– ¿Qué pasó después? -quiso saber Darío.
– Alejandro marchó al exilio. Cuando regresó, la nueva esposa de Filipo había dado a luz a un niño.
– ¿Fue entonces cuando asesinaron a Filipo?
– Sí, estaba celebrando una gran fiesta, un encuentro con todos los Estados griegos, cuando un antiguo amante, Pausanias, que había sido sodomizado por algunos de los amigos de Filipo, se abalanzó sobre él y le clavó una daga alada céltica en el corazón.
– ¿Mataron al tal Pausanias?
– Intentó escapar, pero tropezó en unos matorrales. Los guardaespaldas de Filipo lo mataron. El cadáver fue crucificado.
– ¿Qué pasó con el verdadero asesino? -preguntó Arsites.
– Corrieron infinidad de rumores referentes a que Olimpia estaba detrás de Pausanias. También se insinuó que el propio Alejandro conocía el plan para el regicidio.
– ¿Él proclamó su inocencia? -preguntó Darío.
– Por supuesto, mi señor. Olimpia, sin embargo, colocó una corona de laureles en la cabeza, decapitada de Pausanias, quemó el cadáver y desparramó las cenizas sobre la tumba de Filipo.

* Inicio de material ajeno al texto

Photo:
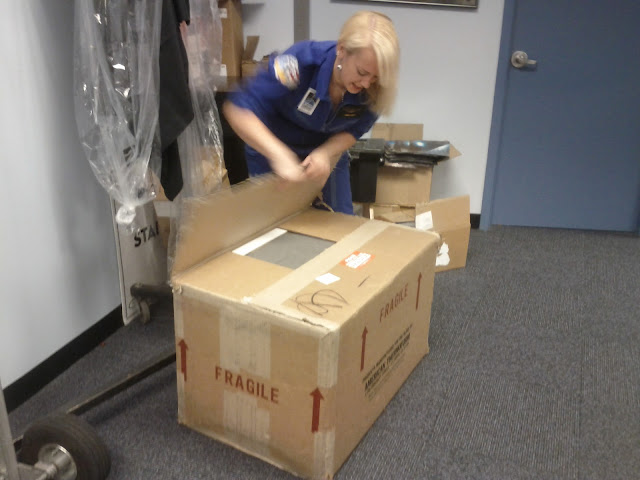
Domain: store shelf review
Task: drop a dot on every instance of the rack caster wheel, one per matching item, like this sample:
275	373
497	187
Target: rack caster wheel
145	311
65	447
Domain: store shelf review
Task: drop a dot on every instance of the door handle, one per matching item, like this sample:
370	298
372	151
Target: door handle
520	59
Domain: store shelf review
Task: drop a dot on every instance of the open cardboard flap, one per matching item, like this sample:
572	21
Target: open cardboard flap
219	222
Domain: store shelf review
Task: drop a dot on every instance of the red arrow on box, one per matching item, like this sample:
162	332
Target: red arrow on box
183	358
315	418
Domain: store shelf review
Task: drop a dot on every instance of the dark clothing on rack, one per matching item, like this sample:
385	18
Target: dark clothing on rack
176	109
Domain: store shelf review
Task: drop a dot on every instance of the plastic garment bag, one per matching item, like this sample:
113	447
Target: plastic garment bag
116	48
201	142
201	147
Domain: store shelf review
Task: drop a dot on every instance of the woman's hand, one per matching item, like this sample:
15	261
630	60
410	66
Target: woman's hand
317	166
287	166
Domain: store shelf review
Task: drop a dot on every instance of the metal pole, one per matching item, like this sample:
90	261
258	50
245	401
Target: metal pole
8	461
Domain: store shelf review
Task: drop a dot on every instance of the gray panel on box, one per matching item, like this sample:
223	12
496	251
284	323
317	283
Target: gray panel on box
291	249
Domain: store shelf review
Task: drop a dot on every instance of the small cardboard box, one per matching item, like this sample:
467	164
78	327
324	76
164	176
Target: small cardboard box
293	361
450	218
401	186
232	37
249	65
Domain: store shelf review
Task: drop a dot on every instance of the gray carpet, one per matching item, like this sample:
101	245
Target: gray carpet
534	373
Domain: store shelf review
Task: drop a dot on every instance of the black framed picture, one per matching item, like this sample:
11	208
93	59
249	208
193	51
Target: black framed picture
441	3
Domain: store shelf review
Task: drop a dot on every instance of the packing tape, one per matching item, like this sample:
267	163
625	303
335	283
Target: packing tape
323	452
275	295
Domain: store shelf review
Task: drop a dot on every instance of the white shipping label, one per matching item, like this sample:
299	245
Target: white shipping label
442	260
424	221
327	278
260	241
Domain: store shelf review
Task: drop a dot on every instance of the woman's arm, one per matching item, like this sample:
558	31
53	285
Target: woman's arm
322	160
283	161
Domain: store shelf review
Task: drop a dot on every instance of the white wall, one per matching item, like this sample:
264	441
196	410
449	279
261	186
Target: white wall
59	273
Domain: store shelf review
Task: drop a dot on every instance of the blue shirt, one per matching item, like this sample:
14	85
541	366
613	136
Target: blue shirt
301	126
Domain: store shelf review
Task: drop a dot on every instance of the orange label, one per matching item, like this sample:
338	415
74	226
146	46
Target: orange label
357	260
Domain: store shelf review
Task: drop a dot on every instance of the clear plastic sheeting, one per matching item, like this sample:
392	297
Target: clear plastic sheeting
116	77
201	143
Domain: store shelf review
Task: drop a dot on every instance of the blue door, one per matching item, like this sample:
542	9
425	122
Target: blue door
565	138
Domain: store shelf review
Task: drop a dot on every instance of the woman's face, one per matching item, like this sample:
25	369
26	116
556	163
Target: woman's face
359	69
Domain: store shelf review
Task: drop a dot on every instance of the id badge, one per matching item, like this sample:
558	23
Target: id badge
309	102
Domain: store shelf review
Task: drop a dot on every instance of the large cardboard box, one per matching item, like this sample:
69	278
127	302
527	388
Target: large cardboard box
232	37
292	359
450	218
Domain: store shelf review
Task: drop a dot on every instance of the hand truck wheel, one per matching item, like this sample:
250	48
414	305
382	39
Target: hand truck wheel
67	448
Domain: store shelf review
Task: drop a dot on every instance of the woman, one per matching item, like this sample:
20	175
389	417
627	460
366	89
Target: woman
299	116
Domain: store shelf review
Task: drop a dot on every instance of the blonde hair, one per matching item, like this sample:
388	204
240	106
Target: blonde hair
372	29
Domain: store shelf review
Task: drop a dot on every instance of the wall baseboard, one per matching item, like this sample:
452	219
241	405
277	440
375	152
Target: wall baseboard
33	381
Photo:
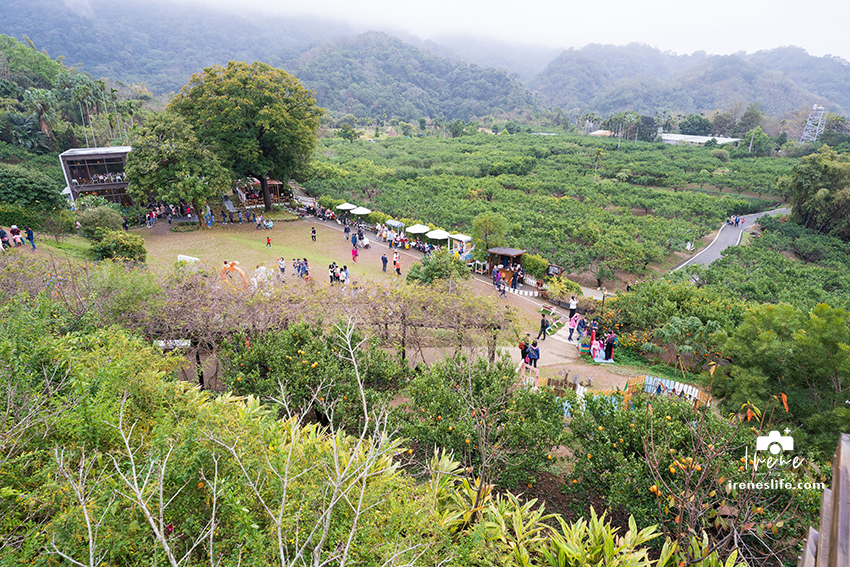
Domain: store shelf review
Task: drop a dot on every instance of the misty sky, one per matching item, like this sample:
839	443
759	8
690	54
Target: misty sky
717	26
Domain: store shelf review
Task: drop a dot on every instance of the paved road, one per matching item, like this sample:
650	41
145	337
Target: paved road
726	237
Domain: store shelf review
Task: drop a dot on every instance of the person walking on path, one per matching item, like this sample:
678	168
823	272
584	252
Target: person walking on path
544	326
573	324
610	343
534	354
30	236
533	357
16	235
582	325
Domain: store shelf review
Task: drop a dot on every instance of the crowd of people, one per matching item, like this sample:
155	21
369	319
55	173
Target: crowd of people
517	276
100	178
15	237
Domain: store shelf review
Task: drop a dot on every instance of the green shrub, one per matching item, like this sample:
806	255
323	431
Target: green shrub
119	245
185	227
535	265
103	218
21	216
28	188
561	288
439	265
722	155
521	426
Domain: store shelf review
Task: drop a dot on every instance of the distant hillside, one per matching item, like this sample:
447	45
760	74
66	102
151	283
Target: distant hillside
606	79
826	76
374	74
523	60
160	44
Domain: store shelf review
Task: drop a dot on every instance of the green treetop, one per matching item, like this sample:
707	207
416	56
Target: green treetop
261	121
169	163
820	191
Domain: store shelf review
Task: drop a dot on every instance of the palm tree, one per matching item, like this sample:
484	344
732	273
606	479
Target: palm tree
25	131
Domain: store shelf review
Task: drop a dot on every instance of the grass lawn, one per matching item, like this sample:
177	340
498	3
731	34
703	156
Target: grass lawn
247	245
75	247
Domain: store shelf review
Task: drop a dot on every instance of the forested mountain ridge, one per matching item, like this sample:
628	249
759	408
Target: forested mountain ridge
607	78
159	44
374	74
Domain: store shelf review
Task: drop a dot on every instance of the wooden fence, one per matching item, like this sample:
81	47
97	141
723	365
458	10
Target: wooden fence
645	384
829	546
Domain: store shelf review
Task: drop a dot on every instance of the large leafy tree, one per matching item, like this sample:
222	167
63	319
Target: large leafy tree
695	125
28	188
261	121
169	163
489	229
820	190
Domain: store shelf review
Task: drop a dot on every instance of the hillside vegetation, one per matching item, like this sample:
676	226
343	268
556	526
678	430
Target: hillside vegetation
373	74
376	75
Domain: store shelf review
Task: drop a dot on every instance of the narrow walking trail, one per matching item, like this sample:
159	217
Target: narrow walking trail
727	236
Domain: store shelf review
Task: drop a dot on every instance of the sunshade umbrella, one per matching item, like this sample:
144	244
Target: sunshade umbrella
438	234
417	229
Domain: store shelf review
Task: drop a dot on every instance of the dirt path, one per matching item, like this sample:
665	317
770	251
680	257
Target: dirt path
245	244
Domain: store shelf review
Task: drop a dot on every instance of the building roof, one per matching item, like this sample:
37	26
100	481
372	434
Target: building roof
506	251
667	138
83	152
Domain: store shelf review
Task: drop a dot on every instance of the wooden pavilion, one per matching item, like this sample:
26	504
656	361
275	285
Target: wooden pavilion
97	171
506	260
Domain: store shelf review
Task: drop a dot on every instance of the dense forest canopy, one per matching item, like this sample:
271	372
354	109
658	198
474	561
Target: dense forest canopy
373	74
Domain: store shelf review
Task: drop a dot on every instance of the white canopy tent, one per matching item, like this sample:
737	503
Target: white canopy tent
438	234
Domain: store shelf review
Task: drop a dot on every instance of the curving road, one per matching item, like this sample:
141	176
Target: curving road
727	236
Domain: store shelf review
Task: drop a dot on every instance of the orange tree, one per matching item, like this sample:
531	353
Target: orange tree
259	120
474	409
301	368
666	463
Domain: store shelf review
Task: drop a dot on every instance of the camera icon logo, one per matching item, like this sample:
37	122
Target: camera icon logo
774	442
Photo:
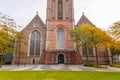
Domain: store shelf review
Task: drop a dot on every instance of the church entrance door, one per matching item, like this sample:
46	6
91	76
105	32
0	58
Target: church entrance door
60	59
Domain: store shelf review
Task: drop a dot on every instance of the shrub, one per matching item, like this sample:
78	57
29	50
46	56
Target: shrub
90	64
117	65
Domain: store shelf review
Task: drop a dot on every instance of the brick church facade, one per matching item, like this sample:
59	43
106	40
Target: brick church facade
51	43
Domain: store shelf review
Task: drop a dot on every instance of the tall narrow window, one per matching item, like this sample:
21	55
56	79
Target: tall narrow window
60	9
60	38
35	44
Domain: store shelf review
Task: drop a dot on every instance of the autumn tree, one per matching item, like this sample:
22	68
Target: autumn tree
114	32
90	37
7	39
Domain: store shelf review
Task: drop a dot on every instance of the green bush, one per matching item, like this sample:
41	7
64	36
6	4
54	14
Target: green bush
90	64
117	65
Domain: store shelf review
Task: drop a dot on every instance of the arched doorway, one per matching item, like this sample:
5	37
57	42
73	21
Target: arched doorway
61	59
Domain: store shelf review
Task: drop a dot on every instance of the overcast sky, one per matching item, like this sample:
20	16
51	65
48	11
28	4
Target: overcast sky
101	13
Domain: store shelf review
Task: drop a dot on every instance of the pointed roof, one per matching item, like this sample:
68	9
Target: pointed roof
84	20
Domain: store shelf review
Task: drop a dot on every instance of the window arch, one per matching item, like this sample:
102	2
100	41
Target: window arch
60	9
60	38
35	43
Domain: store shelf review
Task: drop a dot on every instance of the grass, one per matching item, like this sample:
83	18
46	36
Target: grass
58	75
117	65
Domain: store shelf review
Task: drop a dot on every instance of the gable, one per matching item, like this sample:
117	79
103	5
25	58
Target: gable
33	22
84	20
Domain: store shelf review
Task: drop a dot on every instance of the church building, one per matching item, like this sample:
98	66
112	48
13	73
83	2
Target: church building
51	43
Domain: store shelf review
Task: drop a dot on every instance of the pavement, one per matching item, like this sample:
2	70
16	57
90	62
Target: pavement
56	67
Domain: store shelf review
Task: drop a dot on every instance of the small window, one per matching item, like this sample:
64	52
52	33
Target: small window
36	25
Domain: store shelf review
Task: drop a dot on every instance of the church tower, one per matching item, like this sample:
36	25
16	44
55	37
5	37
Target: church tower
59	20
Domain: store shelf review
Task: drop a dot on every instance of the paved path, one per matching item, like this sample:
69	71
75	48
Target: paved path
57	67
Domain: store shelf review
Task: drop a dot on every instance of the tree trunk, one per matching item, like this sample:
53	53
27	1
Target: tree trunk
87	54
97	62
107	56
1	61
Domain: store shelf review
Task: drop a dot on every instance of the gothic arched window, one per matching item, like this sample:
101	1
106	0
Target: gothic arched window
60	38
35	44
60	9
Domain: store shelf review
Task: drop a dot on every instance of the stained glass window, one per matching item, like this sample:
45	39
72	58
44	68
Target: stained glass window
35	44
60	38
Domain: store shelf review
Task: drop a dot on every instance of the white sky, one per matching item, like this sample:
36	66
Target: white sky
101	13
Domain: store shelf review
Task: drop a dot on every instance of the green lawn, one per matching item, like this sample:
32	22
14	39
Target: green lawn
58	75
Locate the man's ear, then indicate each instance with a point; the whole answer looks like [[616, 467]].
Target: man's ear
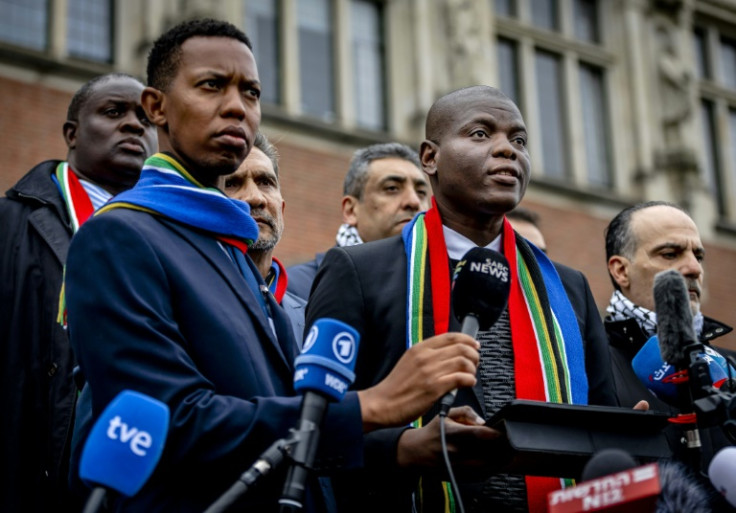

– ¿Nadie avisó a Filipo de lo que se tramaba?
– Recibió un enigmático aviso del oráculo de Delfos -añadió Memnón moviéndose inquieto.
– ¡El toro está preparado para el sacrificio! -exclamó Darío-. Todo está listo. ¡El verdugo espera!
– Sí, mi señor. Filipo creyó que el toro eras tú.
Darío se echó a reír con grandes carcajadas.
– Continúa, Memnón.
– Alejandro está confuso. Quiere a Olimpia. Afirma que una sola de sus lágrimas vale más que un millar de cartas, pero se siente repelido por ella. Olimpia arrojó al hijo recién nacido de Filipo a las brasas e hizo que la madre mirara como se quemaba el bebé hasta que la joven, enloquecida, se ahorcó. Olimpia ha llenado la mente de Alejandro con las dudas sobre su propia paternidad y también con los vagos sueños de que él es hijo de un dios. Le recuerda constantemente a Alejandro que Aquiles es uno de sus antepasados.